02. With You

1.4K 152 44
                                    

Anindya bukan termasuk pada kategori orang yang mudah terganggu dan terbangun dari tidur, namun bukan pula orang yang tidur terlalu lelap hingga seperti orang mati. Dia moderat. Di tengah-tengah. Biasa biasa saja.

Namun sebuah guncangan di bahu ketika dia sedang terlelap bukanlah hal yang ia bisa hindari.

‘Nin, subuh dulu.’

Kesadarannya mulai kembali. Kali ini dia dapat mendengar sebuah suara yang amat familiar dibarengi dengan guncangan lainnya. Membuatnya tersadar.

Sandhi.

Ketika membuka mata, yang ia dapati adalah Sandhi yang duduk di pinggir kasur, dengan rambut  yang setengah basah, dan sajadah yang sudah tergelar di lantai kamar mereka.

‘Subuh dulu, nanti tidur lagi.’ Ulang Sandhi.

Mengerjap beberapa kali, berusaha mencuri waktu untuk mengumpulkan kesadarannya. Anin menguap. Sebelum akhirnya bangun dengan malas. Membawa langkahnya yang melayang ke kamar mandi untuk mengambil air wudhu.

Satu kemajuan besar dalam hidup Anin sejak ia menjadi istri sah dari Sandhi, adalah ia nyaris tidak pernah melewatkan shalat..

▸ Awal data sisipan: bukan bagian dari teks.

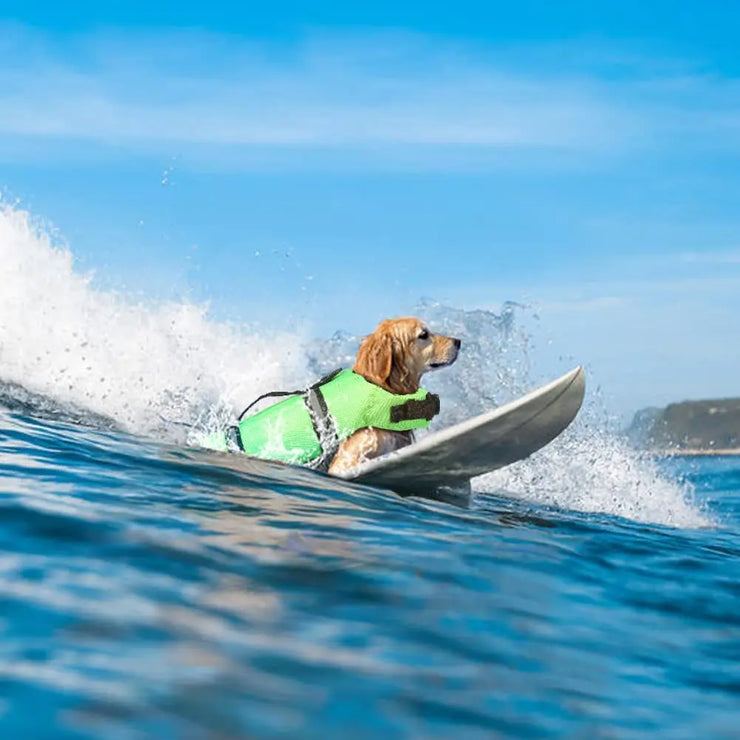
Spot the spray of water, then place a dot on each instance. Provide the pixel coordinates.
(145, 366)
(136, 363)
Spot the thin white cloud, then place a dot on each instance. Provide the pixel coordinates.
(376, 91)
(401, 99)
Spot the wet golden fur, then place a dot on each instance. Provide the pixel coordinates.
(394, 356)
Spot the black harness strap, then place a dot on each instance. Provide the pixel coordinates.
(234, 438)
(426, 409)
(280, 394)
(324, 427)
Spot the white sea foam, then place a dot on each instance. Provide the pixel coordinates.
(139, 362)
(133, 362)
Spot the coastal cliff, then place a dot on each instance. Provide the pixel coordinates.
(689, 427)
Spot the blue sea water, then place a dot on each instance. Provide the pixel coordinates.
(147, 590)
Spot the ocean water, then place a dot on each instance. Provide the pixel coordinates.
(149, 588)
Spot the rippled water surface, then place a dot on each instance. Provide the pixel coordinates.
(151, 591)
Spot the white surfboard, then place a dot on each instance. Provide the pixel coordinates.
(448, 459)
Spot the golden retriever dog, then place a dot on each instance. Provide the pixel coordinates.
(394, 356)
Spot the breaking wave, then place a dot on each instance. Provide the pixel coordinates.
(71, 351)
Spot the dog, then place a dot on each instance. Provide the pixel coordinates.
(394, 357)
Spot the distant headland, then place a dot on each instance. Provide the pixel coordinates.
(710, 427)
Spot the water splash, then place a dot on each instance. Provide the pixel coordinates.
(150, 367)
(136, 363)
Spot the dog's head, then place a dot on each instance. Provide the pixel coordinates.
(400, 351)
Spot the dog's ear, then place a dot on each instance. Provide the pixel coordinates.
(375, 358)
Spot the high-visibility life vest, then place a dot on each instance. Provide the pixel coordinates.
(306, 427)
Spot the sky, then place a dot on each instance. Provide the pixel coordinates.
(328, 165)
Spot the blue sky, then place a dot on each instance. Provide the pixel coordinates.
(331, 164)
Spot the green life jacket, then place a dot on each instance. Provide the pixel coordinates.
(307, 427)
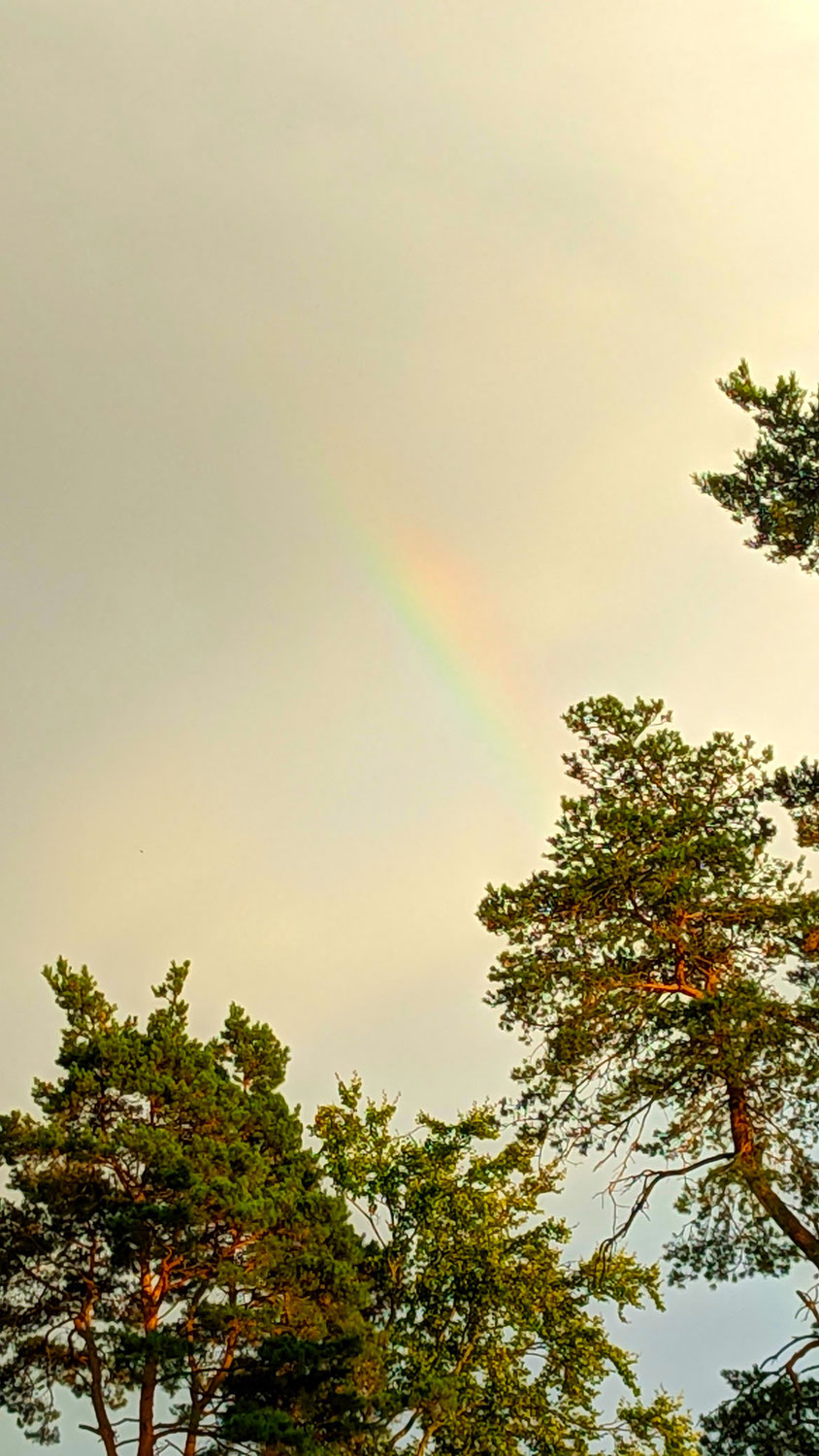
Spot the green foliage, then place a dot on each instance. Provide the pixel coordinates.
(769, 1415)
(163, 1225)
(664, 976)
(489, 1339)
(775, 485)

Sebelumnya? Anin tetap sholat, meski kadang terlewat karena ia tertidur, sibuk mengerjakan tugas, atau hanya karena sedang malas. Dibesarkan di keluarga yang cukup agamis membentuk suatu kebiasaan untuk tidak pernah melewatkan sholat. Tapi berada di tanah perantauan selamat bertahun-tahun adalah hal yang berbeda.

Benar kata orang, lingkungan dapat mempengaruhi seseorang.

Dan berada di sekitar Sandhi merupakan pengaruh positif, meski kadang terasa sedikit memaksa. Apalagi ketika ia sedang bersama Sandhi seperti ini. Sandhi tidak akan bergeming sebelum memastikan Anindya bangkit untuk ikut sholat subuh bersamanya.

.
.
.

Sebuah bakat dari diri Sandhi yang membuat Anin iri setengah mati adalah; kemampuan Sandhi untuk tertidur dengan cepat. 

Setelah beberapa hari kembali ke Jakarta, Anin mulai menghafal pola Sandhi. Sandhi akan bangun ketika waktu subuh, setelahnya ia akan kembali naik ke kasur, memanfaatkan sedikit waktu yang tersisa dengan tidur kembali sebelum bersiap untuk pergi bekerja.

Sementara Anin? Air wudhu yang dingin itu sudah cukup sukses untuk mengembalikan kesadarannya sepenuhnya. Ia tak pernah berhasil untuk langsung kembali tidur seperti Sandhi. Yang bisa ia lakukan hanyalah berbaring sambil memainkan ponsel. Atau sesekali ia mendapati dirinya menatap wajah Sandhi yang tertidur.

Seperti sekarang ini.

Sinting. Ganteng banget. Suami gue ganteng anjir.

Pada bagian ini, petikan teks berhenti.